It’s not because of lack of interest.

Rather I understand how easily I could become entangled.

You see, I can spend hours just simply surfing the web – and that’s without me ever logging on to Facebook and YouTube.

But give me credit for recognising that there’s REAL life to be getting on with out there. If I spent too much time on the computer, then other things would have to play second fiddle: you know, little things like seeing family and friends, having a proper face-to-face social life, going out a bit.

And, like most office-based workers, I already spend more than enough time sitting on my derriere in front of a screen.

But for some people, real life is the web. And they’re well and truly trapped in it.

They can’t do anything without regaling us with their every move; they count their Facebook friends in their hundreds; they go on holiday and burble on it about it – posting the world’s worst photos – on Trip Advisor; they log onto forumsites and pontificate, using the most appalling grammar imaginable, about the dullest of subjects; and they blog and they blog and they blog – about their favourite shoes, favourite meals, favourite dogs …

The validation of their life comes via their computer but the ensuing trivia is simply endless and, often, overwhelmingly mindless.

Not only that, but some of it can be nasty – scurrilous, violent and gratuitously offensive.

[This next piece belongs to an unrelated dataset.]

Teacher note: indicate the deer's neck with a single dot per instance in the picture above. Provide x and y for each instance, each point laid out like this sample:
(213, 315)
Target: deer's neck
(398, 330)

The world’s worst excesses presented for our entertainment.

The internet transcends global boundaries and, because of that, it is almost impossible to curb. It relies, to a large extent, on decency and common sense for its policing. Hmmm, big flaw there, then.

So it’s good to see Google-owned YouTube has now reacted to video postings that glamorise guns and knives by bringing in a UK- specific rule which will ban content “showing weapons with the aim of intimidation”; globally, it aims to out law material that “directly incites violence”.

Quite how-and if – it will work, I have absolutely no idea. But here on Merseyside, where we have seen some of the nastiest videos posted on websites, we can only welcome the move.

Come to think about it, perhaps that ‘favourite shoes’ blog isn’t quite so dreadful after all.